Statistical analyses
If the distribution of variables is normal, t test was used to compare the average level of the incident dementia group and the no incident dementia group. Otherwise, the Mann-Whitney U test was used. Categorical variables were presented as numbers (percentages) and compared by the chi-square test. The dose-response relationship was flexibly modeled by the restricted cubic spline (RCS) with five knots to explore the potential nonlinear correlation between sunlight exposure and the risk of all-cause dementia [23]. With the change points as a reference, univariate and multivariate Cox proportional hazard regression models were fitted to estimate hazard ratios (HRs) and 95% confidence intervals (CIs) for the sunlight exposure on dementia outcomes.

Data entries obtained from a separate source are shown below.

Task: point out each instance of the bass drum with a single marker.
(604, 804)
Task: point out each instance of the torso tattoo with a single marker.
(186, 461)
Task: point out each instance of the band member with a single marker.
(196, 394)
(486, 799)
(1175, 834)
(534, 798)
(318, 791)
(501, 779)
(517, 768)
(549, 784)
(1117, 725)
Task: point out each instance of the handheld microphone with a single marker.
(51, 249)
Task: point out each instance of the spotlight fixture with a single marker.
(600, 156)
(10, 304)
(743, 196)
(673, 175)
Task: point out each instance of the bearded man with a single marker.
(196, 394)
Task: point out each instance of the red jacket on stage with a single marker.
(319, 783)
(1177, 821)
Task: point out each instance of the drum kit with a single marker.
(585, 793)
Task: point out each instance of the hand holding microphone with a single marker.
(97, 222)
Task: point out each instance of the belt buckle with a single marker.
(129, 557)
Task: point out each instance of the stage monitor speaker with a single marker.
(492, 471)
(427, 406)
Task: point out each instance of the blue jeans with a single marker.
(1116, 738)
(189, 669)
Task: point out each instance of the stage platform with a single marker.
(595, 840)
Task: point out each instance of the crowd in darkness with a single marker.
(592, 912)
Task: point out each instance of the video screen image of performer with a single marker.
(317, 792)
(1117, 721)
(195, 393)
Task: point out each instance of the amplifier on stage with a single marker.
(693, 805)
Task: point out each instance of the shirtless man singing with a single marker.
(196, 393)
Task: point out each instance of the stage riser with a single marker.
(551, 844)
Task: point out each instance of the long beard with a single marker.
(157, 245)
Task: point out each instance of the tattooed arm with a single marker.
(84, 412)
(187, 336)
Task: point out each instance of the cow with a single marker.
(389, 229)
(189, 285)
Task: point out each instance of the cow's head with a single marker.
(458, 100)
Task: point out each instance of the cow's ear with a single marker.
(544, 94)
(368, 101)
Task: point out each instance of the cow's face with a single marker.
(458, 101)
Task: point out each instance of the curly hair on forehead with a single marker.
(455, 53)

Series sensitivity analyses were conducted to test the robustness of our findings. First, we ran our survival models in white participants to check the potential role of skin color since most participants in this study are white. Second, we excluded the population with dementia events within the first 3 years and a further 10 years of follow-up to avoid potential reverse causation. To assess whether the association between time spent in outdoor light and risk of dementia differed across subpopulations, we examined potential effect modification by age at baseline (<60 and ≥60years old), age of dementia onset (early onset: <65 and late onset: ≥65 years old), and sex (male and female). Considering that limited light can lead to sleep disorders, we performed subgroup analysis according to sleep duration (<7 h, 7 h, and >7 h per night). We used the interaction between sunlight exposure time and each potential modifier to test the homogeneity across stratum-specific HRs.
Statistical analyses were completed using R 3.6.1 (R Foundation, Vienna, Austria). P values less than 0.05 were statistically significant.